The Basics: Overview
Teach your children the facts about their bodies, sex, and relationships. Talking with your kids about sex may not be easy, but it’s important – and it's never too early to start. You can make a big difference in helping them stay healthy and make good choices as they grow up.
It may be hard to know where to start, especially if your parents didn’t talk to you about sex when you were growing up. The following tips and strategies can help.
What do I say?
Kids will have different questions and concerns about sex at different ages. As your child gets older, the things you talk about will change. Remember to:
- Talk early and often. You don’t have to fit everything into one conversation.
- Be ready to answer questions. Children’s questions can tell you a lot about what they already know.
- Listen carefully, even if you don’t agree with your child’s opinion.
- Try using things that come up on TV or in music to start a conversation.
- Be honest about how you are feeling. For example, if you are embarrassed or uncomfortable, it’s okay to say so.
Will talking to my child really make a difference?
Parents are the most important influence on a teen’s decisions about sex and relationships. Your child may want to talk to you about sex and dating, but may not know how to start the conversation.

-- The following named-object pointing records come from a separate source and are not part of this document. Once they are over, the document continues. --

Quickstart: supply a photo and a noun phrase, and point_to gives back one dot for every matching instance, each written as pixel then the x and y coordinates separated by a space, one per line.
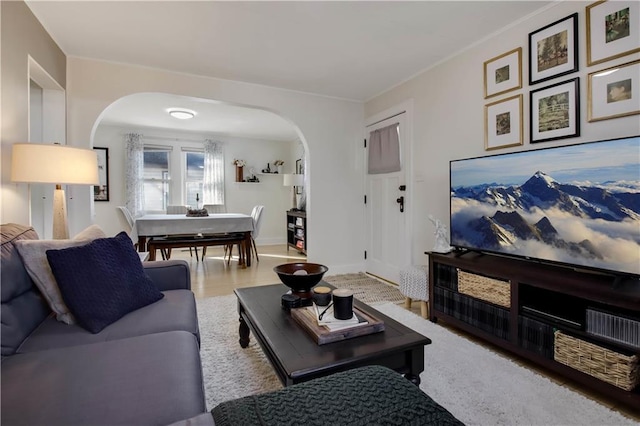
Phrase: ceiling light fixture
pixel 181 114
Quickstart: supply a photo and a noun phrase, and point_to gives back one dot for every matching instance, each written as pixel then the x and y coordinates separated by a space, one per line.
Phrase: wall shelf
pixel 297 230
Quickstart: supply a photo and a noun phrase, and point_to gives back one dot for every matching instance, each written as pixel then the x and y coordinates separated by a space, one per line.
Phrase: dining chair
pixel 166 252
pixel 128 221
pixel 256 215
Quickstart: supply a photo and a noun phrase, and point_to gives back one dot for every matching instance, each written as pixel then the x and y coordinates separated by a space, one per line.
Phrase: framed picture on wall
pixel 614 92
pixel 553 50
pixel 613 30
pixel 503 73
pixel 555 111
pixel 503 123
pixel 101 191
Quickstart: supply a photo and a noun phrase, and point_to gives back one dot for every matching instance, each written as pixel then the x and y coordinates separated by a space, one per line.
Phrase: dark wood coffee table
pixel 297 358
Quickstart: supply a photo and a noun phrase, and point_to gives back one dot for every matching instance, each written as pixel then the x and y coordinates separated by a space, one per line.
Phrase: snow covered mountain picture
pixel 577 204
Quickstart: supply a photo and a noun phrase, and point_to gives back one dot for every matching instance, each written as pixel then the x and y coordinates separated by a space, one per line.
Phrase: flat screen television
pixel 575 205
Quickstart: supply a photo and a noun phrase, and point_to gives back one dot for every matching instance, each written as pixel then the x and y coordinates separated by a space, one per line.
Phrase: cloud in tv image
pixel 577 204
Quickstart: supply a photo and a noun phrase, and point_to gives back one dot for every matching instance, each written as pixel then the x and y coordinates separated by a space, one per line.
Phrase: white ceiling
pixel 347 49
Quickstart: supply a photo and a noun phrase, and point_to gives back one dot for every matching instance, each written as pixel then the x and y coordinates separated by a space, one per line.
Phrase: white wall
pixel 239 197
pixel 331 129
pixel 449 114
pixel 22 37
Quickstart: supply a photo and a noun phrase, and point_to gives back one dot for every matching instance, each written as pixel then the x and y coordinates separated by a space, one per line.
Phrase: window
pixel 156 179
pixel 194 178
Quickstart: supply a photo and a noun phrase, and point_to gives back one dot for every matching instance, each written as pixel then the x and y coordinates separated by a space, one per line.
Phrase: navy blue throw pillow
pixel 102 281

Teens who talk with their parents about sex are more likely to put off having sex until they are older. They are also more likely to make healthy choices, like using condoms to prevent pregnancy and STDs, if they do choose to have sex.

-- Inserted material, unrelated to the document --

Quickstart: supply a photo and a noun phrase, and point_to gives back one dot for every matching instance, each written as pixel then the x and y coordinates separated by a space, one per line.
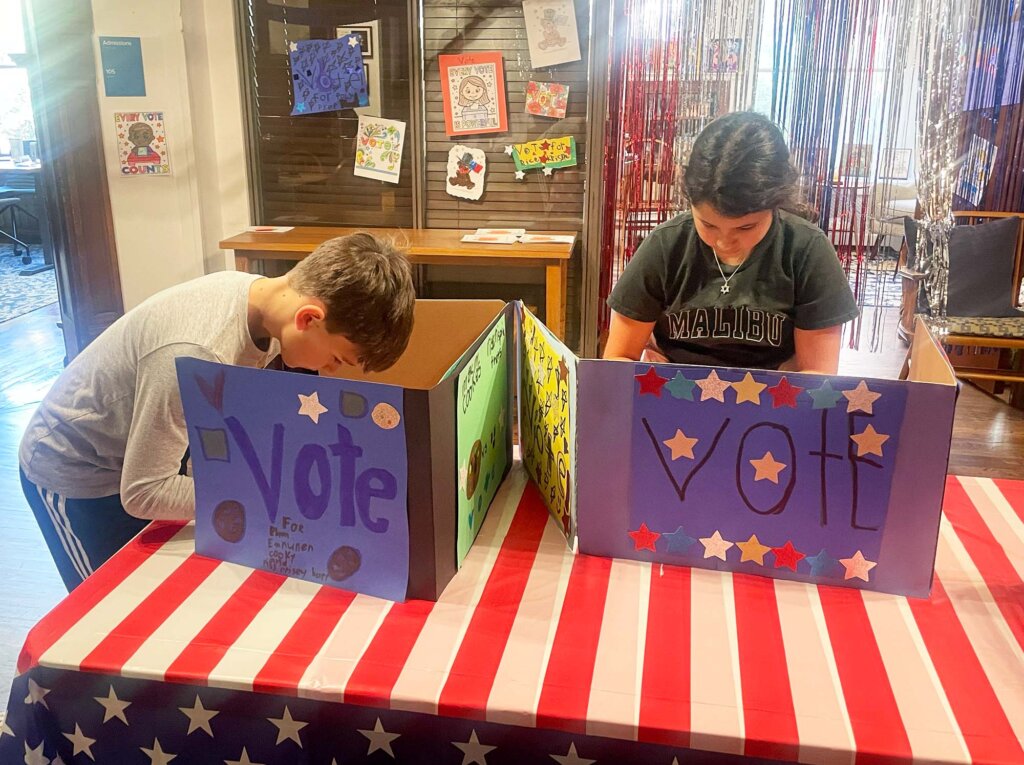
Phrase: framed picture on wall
pixel 895 164
pixel 856 160
pixel 473 92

The Basics: Bodies and Puberty
When is the right time to start talking?
It’s never too early to start talking to children about their bodies. Use the correct names for private body parts. To learn the correct names, check out these slideshows:
What do I tell my child about puberty?
Puberty ("PEW-ber-tee") is when your child's body starts to change into an adult's body. Puberty is different for each child.
Puberty can be a confusing and overwhelming time for many kids. You can help your kids by:
- Telling them that puberty is a normal part of growing up
- Sharing facts to help them understand their changing bodies and feelings
- Talking about your own experiences when you were a kid
As your kids get older, they may be less likely to ask you questions, so it’s a good idea for you to start conversations with them.
The Basics: Gender
What if my child has questions about being a boy or girl?
Some children act or feel like they are a different gender than the sex that's listed on their birth certificate. For example, a child who was born male may feel like a girl, not a boy. And some kids don't feel like a boy or a girl.
When people act or feel like they are a different gender than their birth sex, this is called being "gender non-conforming." Some children may feel this way from very early on, while others may start to feel this way during puberty.
It's important to let your child know that you love and accept him or her – no matter what. Get more tips for parenting a gender non-conforming child.
The Basics: Healthy Relationships
How can I help my child build healthy relationships?
Families have different rules about when it’s okay for kids to start dating. Whatever your family rules are, the best time to start talking about healthy relationships is before your child starts dating.
Start conversations about what to look for in a romantic partner. Help your kids develop realistic and healthy expectations for their relationships.
Talk about opposite-sex and same-sex relationships.
When you talk about sex and relationships, don't assume that your teen is only interested in opposite-sex relationships. Some teens may be interested in same-sex relationships or identify as lesbian, gay, or bisexual.
No matter what, it's important to let your child know that you love and accept him or her. Lesbian, gay, and bisexual teens whose parents are supportive are less likely to be depressed, and more likely to make healthy choices about sex and relationships. Find out how you can support a lesbian, gay, or bisexual teen [PDF - 256 KB].
Get more tips to help you talk with your kids about healthy relationships.
The Basics: Pregnancy and STDs
What do I tell my child about preventing pregnancy and STDs?
Make sure your kids have the facts they need to make healthy decisions. This includes information about pregnancy and STDs (sexually transmitted diseases) like HIV/AIDS and chlamydia.
Both boys and girls need to know how to stay safe. Even if you think your child isn’t dating or having sex, talk about ways to prevent pregnancy and STDs.
Tell your child about different birth control methods, like birth control pills. It's also important to make sure your child knows how to use condoms to prevent STDs – even if he or she is also using another method to prevent pregnancy.